Roperia can be distinguished from Coscinodiscus by its pseudonodulus, from Actinocyclus by the areolar pattern, and from Eupodiscus, which has two or more ocelli (rather than a pseudonodulus). The only valid species appears to be R. tesselata, since R. excentrica (Chin et al. 1980) falls within the morphological range of R. tesselata and was invalidly published
The species has a very wide distribution. It is found in colder north and south areas of both Pacific and Atlantic Oceans, and throughout the tropics, in oceanic and coastal waters.

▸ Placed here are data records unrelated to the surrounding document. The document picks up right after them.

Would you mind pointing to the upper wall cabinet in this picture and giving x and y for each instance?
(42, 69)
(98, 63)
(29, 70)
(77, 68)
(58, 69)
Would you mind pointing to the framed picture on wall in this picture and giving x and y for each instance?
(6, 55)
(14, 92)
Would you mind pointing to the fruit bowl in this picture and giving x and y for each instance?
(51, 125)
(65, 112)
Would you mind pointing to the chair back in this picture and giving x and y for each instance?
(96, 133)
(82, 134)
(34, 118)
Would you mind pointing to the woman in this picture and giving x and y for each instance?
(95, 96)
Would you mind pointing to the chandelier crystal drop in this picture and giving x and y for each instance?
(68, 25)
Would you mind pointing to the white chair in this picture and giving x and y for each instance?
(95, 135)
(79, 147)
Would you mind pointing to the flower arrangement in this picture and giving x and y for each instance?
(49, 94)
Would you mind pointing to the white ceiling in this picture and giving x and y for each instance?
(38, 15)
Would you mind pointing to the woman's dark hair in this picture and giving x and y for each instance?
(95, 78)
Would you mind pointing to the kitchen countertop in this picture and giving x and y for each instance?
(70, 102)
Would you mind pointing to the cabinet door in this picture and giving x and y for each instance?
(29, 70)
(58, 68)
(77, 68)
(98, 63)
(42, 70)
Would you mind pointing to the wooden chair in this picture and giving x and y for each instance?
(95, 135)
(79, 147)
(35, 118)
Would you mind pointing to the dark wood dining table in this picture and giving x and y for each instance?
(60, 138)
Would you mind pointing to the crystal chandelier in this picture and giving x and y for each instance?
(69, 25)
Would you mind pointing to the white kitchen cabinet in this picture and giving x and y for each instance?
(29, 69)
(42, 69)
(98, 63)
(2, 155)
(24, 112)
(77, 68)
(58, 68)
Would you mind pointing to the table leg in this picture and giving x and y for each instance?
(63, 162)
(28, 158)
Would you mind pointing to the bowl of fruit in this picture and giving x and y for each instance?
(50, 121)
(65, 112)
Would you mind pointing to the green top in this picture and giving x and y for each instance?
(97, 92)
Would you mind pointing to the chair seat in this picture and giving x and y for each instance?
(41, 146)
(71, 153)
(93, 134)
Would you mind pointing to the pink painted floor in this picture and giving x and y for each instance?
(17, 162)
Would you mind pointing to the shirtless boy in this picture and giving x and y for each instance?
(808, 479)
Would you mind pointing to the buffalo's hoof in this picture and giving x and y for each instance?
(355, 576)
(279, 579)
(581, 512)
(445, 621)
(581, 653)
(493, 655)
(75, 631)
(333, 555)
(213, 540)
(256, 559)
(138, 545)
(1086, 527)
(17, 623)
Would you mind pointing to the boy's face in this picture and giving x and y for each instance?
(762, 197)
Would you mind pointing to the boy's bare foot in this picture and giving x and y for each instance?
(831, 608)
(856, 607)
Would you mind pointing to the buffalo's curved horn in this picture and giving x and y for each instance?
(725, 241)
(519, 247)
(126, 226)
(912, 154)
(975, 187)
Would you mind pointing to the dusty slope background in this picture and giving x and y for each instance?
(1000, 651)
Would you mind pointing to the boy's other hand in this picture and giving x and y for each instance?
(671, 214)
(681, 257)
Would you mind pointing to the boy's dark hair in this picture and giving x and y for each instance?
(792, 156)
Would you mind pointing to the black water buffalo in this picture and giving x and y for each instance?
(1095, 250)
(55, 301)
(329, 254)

It appears in the temperature range 15-30 °C, and mostly at salinities above 32 PSU. Its presence in the St. Lucie Inlet probably represents inflowing coastal water, and its morphology is consistent with warm water forms.
Chin TG, Cheng Z, Lin J, Lin S. 1980. Diatoms from the surface sediments of the East China Sea. Acta Oceanol Sinica 2:107-110.
Lee JH, Lee JY. 1990. A light and scanning electron microscopic study on the marine diatom Roperia tesselata (Roper) Grunow Diat Res 5:325-335. DOI: http://dx.doi.org/10.1080/0269249x.1990.9705123.
Fryxell GA, Ims P, Watkins TP. 1986. Azpeitia (Bacillariophyceae): related genera and promorphology. Syst Bot Monogr 13:1-74. DOI: http://dx.doi.org/10.2307/25027634.
Hasle GR. 1976. The biogeography of some marine planktonic diatoms. Deep-Sea Res 23:319-338. DOI: http://dx.doi.org/10.1016/0011-7471(76)90873-1.
Hasle GR, Syvertsen EE. 1997. Marine Diatoms. In: Tomas CR (Ed.). Identifying Marine Phytoplankton. Academic Press, NY. pp 3-385.